L’employeur ne prouve pas que le salarié mis en cause ait déjà utilisé le produit Garlon et ait attiré l’attention de ce salarié sur la dangerosité de ce produit.

Les photographies versées aux débats des deux bidons « Garlon » et « Durbsel » font ressortir la différence de couleur des étiquettes. Mais il doit être précisé que l’ouvrier mis en cause ne sait pas lire et qu’il n’était donc pas en mesure de comprendre la signification des étiquettes sur lesquelles ne figurait aucun symbole susceptible d’attirer l’attention des utilisateurs sur le caractère nocif du produit.

La Cour d’appel a ensuite souligné que l’employeur n’avait pas satisfait aux obligations qui lui étaient dévolues par l’article R. 4412-38 du Code du travail.

L’article L. 4121-1 du Code du travail précise que les mesures que doit prendre l’employeur pour assurer la sécurité et protéger la santé physique des travailleurs comprennent « des actions d’information et de formation ».

Les dispositions de l’article R. 4412 - 38 du Code du travail sont spécialement consacrées à l’information et la formation dues aux travailleurs utilisant des agents chimiques dangereux.

Ceux-ci doivent recevoir « des informations sous des formes appropriées et périodiquement actualisées sur les agents chimiques dangereux se trouvant sur lieu de travail, telles que notamment leurs noms, les risques pour la santé et la sécurité qu’ils comportent et, le cas échéant, les valeurs limites d’exposition professionnelle et le valeurs limites biologiques qui leur sont applicables » ainsi qu’« une formation et des informations sur les précautions à prendre pour assurer leur protection et celle des autres travailleurs présents sur le lieu de travail. Sont notamment portées à leur connaissance les consignes relatives aux mesures d’hygiène à respecter et à l’utilisation des équipements de protection individuelle  ».

Les juges d’appel ont constaté que, bien que l’ouvrier agricole mis en cause ne sache pas lire, la formation assurée par l’employeur avait été formalisée par des seuls documents écrits.

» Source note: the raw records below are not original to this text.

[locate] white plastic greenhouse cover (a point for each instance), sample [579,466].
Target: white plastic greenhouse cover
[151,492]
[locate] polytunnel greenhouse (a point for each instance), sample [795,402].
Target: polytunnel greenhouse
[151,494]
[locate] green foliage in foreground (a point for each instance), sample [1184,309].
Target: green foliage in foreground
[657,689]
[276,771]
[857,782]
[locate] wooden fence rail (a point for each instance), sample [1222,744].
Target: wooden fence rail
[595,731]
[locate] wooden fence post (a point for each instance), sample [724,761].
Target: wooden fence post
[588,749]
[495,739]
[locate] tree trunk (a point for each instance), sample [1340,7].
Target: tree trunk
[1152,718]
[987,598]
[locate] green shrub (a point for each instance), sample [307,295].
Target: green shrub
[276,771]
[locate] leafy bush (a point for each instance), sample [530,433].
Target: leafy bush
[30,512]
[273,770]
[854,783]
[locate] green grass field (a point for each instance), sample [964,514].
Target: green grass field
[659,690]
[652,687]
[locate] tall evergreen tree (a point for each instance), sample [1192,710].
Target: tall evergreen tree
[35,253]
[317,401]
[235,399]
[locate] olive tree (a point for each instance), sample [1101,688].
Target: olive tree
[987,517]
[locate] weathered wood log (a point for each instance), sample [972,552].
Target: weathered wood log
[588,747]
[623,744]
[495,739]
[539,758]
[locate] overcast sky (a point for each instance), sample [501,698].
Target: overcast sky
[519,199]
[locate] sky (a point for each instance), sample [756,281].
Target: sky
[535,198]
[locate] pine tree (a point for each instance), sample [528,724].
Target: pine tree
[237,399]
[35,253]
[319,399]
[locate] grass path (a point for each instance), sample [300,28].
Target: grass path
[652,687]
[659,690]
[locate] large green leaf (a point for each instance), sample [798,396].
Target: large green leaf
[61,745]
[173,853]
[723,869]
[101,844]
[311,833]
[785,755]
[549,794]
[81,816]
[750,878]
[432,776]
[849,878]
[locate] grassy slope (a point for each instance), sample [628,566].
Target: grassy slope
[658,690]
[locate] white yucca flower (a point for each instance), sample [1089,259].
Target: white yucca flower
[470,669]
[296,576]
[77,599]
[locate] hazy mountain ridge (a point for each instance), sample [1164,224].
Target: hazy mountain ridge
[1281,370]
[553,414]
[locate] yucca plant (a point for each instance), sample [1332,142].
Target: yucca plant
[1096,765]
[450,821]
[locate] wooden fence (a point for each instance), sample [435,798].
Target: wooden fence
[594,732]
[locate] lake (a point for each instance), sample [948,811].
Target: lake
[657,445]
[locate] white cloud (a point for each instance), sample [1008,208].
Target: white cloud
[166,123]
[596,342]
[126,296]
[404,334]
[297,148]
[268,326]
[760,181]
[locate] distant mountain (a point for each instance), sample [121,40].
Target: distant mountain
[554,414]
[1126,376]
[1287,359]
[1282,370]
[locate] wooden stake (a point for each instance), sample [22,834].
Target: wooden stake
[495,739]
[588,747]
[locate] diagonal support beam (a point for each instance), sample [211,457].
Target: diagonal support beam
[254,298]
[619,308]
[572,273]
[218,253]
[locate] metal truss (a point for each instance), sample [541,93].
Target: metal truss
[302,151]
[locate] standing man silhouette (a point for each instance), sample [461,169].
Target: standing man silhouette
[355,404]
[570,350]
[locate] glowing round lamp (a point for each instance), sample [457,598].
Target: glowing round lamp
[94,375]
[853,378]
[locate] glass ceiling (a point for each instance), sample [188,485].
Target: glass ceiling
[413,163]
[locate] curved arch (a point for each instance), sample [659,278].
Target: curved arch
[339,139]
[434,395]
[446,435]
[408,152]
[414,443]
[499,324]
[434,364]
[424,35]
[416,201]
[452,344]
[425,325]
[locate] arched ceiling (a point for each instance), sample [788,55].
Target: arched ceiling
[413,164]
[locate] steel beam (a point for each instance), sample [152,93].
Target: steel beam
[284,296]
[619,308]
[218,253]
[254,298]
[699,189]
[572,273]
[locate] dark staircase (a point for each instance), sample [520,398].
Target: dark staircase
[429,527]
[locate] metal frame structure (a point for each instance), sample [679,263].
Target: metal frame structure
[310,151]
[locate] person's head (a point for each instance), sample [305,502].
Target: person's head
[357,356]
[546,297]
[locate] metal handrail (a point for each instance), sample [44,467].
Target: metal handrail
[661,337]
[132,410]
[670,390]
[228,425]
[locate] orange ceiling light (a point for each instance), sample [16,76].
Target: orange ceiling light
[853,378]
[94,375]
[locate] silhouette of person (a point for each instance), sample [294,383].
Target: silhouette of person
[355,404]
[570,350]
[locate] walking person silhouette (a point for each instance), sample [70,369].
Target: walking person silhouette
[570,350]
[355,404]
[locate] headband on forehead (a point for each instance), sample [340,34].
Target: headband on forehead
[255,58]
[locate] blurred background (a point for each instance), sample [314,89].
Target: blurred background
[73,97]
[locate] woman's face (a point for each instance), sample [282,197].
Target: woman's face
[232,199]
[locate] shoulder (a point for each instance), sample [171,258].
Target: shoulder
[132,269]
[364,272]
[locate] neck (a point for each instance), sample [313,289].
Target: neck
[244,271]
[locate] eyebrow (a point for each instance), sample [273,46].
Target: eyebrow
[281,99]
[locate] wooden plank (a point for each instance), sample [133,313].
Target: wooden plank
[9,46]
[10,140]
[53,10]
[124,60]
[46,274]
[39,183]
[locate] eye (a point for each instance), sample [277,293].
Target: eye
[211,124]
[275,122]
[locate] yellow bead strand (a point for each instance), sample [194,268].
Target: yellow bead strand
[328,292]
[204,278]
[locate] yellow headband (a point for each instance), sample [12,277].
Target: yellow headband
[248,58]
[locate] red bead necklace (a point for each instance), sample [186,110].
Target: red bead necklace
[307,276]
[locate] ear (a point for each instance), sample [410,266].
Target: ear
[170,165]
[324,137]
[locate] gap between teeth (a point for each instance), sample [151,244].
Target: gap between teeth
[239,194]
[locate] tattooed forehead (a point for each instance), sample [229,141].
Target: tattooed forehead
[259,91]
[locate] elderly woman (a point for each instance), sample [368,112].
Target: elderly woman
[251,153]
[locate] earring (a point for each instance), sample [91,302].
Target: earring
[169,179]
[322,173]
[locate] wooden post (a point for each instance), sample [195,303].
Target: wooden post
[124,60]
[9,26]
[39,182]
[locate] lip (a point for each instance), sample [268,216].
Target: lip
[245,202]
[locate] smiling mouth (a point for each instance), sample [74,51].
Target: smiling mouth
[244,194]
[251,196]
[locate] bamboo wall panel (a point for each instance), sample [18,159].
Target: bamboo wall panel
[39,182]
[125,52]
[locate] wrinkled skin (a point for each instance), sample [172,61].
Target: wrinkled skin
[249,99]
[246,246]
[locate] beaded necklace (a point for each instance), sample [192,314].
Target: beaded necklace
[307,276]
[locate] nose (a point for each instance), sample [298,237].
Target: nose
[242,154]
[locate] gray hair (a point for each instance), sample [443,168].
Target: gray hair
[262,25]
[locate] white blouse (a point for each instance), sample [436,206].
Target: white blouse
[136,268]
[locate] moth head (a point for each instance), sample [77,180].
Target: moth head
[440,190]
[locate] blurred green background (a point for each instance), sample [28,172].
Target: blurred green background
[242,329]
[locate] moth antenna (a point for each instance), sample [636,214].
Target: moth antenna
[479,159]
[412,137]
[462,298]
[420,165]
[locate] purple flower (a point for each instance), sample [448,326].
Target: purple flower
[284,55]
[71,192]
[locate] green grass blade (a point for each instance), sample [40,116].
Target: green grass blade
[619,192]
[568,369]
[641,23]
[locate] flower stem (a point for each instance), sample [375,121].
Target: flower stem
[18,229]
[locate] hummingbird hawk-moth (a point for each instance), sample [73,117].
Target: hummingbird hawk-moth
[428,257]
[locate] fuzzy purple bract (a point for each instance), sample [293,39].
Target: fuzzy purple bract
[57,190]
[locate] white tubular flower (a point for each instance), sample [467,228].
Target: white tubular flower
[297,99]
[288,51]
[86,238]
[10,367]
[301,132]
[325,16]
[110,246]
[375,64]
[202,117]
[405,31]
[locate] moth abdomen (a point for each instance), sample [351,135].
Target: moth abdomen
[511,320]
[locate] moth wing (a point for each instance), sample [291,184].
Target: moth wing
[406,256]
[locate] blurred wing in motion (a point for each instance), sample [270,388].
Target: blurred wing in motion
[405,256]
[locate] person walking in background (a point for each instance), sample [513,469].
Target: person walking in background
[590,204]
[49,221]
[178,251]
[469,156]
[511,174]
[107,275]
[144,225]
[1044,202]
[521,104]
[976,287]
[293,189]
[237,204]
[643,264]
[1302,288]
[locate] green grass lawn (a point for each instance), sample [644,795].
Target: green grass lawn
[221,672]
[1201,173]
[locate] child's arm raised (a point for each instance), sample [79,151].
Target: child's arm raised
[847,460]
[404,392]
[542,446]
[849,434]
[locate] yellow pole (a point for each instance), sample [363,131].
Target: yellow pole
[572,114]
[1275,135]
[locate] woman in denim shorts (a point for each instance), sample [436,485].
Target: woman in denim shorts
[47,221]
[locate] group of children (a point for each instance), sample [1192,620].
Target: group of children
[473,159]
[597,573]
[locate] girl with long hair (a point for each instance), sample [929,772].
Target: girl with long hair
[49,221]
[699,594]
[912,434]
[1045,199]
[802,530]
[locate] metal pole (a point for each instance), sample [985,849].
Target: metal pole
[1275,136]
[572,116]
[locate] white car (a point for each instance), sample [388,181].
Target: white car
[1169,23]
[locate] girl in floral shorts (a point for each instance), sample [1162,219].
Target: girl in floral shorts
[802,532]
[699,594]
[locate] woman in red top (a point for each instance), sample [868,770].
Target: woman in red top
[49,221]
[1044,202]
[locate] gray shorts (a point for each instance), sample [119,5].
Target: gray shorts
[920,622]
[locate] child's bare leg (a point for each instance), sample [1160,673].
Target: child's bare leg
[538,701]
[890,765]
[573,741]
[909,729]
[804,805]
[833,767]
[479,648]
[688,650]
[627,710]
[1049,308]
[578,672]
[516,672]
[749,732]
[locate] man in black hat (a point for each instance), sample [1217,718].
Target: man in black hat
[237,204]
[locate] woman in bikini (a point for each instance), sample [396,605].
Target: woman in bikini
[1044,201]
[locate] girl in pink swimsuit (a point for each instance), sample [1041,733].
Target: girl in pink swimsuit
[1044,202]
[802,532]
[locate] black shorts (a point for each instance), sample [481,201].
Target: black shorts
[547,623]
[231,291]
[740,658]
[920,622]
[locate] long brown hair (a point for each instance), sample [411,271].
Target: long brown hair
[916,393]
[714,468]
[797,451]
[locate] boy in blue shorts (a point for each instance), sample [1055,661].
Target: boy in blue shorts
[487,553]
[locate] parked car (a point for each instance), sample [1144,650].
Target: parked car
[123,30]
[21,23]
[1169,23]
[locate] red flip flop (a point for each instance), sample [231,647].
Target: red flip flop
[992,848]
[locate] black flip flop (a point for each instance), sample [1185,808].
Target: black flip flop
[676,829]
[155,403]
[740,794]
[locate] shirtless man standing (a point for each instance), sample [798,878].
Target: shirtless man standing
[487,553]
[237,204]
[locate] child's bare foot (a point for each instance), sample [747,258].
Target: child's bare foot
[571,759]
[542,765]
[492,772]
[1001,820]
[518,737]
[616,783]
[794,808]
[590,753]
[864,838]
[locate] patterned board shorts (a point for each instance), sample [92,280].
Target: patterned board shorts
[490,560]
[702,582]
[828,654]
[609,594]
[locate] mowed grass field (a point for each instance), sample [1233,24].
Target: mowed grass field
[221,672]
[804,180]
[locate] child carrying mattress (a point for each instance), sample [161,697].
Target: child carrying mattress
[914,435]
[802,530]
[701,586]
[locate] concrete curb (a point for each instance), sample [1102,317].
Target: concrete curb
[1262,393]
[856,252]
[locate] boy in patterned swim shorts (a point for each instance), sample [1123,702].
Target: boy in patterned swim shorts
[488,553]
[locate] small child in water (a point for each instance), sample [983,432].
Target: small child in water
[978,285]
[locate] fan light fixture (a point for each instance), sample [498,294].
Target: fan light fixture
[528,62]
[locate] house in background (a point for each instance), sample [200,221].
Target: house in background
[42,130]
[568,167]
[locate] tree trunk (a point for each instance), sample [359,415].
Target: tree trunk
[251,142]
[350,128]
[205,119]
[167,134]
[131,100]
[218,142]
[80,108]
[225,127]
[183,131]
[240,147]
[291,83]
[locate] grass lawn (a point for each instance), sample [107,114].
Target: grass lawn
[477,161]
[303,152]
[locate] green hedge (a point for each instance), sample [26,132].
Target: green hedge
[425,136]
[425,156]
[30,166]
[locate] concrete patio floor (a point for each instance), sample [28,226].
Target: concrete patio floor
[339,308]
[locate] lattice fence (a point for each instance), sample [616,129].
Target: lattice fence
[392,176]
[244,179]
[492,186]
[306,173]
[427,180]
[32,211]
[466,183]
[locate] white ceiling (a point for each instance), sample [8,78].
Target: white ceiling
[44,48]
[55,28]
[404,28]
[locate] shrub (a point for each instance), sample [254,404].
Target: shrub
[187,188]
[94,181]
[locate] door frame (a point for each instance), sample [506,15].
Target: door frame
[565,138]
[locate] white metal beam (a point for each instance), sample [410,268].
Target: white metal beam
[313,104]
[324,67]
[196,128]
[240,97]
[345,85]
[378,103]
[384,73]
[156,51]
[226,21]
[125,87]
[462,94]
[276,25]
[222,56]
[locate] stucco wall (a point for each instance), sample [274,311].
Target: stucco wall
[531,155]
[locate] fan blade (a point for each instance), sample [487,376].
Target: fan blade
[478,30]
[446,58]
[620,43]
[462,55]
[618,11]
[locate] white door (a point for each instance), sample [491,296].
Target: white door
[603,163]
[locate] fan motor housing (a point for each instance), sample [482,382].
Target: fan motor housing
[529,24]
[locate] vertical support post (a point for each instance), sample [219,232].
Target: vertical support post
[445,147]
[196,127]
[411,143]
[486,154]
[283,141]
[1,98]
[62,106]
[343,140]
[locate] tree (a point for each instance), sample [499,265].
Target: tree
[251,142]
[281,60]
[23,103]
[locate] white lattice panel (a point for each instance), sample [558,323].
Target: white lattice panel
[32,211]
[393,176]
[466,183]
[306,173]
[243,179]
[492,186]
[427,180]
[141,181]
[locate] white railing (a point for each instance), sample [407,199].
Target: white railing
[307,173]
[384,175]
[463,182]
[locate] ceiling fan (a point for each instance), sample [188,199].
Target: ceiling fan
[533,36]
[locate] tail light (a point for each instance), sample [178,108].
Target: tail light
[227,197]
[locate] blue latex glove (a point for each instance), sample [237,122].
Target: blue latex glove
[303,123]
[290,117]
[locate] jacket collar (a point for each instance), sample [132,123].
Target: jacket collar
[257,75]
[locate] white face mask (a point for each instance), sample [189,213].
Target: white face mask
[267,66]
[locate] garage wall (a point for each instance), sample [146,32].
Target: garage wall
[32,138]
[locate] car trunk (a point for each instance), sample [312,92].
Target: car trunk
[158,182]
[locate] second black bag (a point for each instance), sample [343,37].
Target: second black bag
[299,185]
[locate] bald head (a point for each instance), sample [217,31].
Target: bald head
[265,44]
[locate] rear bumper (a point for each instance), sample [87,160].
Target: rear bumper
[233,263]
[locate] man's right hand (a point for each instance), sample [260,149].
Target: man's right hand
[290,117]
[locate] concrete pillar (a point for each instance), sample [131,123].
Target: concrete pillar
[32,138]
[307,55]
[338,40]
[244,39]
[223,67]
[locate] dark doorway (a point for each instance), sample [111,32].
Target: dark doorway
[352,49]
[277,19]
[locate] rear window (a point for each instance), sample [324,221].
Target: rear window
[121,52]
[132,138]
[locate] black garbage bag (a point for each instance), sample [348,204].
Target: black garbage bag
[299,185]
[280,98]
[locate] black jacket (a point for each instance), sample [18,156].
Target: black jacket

Ils ont souligné qu’il ne s’agissait pas des « des formes appropriées » voulues par l’article R. 4412-38 du Code du travail. « Compte tenu de la dangerosité et la nocivité de certains produits, il appartenait à la Société Vignobles Quiot de s’assurer que son personnel était parfaitement sensibilisé aux précautions à prendre dans leur utilisation, et de substituer ainsi, essentiellement des salariés illettrés, une formation adaptée, notamment sous forme orale ».

La Cour d’appel a également relevé que l’employeur avait reconnu avoir renouvelé auprès du personnel concerné une sensibilisation au seul port des équipements de protection individuels et donc pas aux produits agricoles utilisés.

Les juges du fond n’ont pu qu’en déduire qu’il en résultait un doute sur le caractère fautif des faits reprochés et qu’en conséquence le licenciement disciplinaire infligé à l’ouvrier agricole non suffisamment informé et imparfaitement formé à l’utilisation des produits dangereux était dépourvu de cause réelle et sérieuse.